The governor of Faisal Islamic Bank of Egypt, Abdel Hamid Abu Mousa, said the sukuk law would boost the market and that FIB was among banks prepared to participate in financing projects launched under a state sukuk program
The Egyptian Financial Supervisory Authority (EFSA) has submitted a separate corporate sukuk law to the finance ministry.
The sovereign sukuk law aims to organize financing of the state budget, national projects and public institutions, while the corporate sukuk law was put forward for the financing of firms and private institutions, EFSA head Ashraf ElSharkawy said in remarks published in local media in January.
He said parliament could decide to merge the two proposed laws. “Current stock market law regulations allow the trading of sovereign and corporate sukuk as ordinary financial instruments. If their trading required any modifications to the registry rules, we would do that,” he was quoted as saying.

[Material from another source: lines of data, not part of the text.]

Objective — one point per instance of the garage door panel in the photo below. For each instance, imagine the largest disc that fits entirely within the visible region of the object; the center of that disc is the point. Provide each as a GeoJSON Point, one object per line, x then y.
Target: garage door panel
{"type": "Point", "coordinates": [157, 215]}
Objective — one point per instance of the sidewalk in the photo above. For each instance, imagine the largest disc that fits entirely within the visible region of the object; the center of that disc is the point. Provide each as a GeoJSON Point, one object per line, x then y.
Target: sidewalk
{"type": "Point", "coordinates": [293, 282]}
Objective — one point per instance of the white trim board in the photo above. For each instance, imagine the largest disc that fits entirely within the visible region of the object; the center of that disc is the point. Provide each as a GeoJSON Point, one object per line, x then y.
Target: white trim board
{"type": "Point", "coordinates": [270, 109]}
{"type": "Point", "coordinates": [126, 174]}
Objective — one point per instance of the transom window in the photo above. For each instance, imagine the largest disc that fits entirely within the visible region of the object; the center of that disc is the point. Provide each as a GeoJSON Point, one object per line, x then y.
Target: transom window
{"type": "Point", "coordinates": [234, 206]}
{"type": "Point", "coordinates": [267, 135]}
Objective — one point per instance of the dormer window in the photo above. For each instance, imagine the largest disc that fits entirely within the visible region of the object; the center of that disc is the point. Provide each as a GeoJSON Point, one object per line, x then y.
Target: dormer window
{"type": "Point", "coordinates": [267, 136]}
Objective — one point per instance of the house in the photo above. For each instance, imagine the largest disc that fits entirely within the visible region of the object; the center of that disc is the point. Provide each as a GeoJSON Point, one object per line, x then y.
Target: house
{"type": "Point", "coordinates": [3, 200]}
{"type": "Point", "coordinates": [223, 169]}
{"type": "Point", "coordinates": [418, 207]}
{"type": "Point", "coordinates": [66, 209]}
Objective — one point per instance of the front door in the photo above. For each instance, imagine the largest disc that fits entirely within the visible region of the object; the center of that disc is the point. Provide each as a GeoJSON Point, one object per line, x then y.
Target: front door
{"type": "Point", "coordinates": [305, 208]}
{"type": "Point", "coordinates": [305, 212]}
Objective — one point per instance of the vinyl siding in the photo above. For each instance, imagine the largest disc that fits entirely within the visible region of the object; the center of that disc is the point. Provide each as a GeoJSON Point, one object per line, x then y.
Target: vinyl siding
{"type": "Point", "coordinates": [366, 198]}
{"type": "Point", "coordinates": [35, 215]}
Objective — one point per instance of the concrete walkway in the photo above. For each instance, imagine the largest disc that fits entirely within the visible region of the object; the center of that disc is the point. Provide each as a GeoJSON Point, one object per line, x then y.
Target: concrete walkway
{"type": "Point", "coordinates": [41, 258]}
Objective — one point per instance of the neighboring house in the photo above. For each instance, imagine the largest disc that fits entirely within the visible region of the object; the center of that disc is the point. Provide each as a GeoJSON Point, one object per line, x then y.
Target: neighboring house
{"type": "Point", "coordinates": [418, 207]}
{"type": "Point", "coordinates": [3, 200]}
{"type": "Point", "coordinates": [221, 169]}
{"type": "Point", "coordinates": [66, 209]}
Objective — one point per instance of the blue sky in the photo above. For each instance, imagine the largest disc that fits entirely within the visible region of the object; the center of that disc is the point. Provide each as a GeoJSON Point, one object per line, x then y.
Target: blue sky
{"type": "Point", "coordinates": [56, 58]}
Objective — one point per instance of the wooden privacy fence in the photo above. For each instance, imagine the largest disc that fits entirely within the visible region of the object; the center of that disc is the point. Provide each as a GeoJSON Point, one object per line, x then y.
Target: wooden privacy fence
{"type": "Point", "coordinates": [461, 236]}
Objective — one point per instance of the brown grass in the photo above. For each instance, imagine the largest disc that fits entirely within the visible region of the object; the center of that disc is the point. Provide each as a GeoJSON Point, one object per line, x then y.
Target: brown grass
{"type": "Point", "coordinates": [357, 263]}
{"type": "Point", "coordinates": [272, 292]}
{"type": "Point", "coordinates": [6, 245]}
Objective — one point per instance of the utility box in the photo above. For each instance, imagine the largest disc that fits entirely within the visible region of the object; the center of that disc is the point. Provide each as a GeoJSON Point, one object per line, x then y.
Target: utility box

A senior official at Emaar Misr for Development told Zawya earlier this year that the firm would like to consider sukuk to develop projects in Egypt, because availability of funds from commercial banks was limited. But he said that lack of clear legislation had made it difficult to reach agreement on a sukuk issue.
Analysts said development of a sukuk industry would help broaden investment for both the public and private sector by attracting Gulf Arab investment.
“European states are racing to enact sukuk legislation to attract Gulf and Arab capital to finance big projects,” Fahmy said.
Malaysia, the United Arab Emirates and Saudi Arabia still dominate the global sukuk market.
KFH Research Ltd, a unit of Kuwait Finance House, said sukuk issues by sovereign entities accounted for 68.6% of new issues worth USD 31.2 billion in the first quarter of 2014.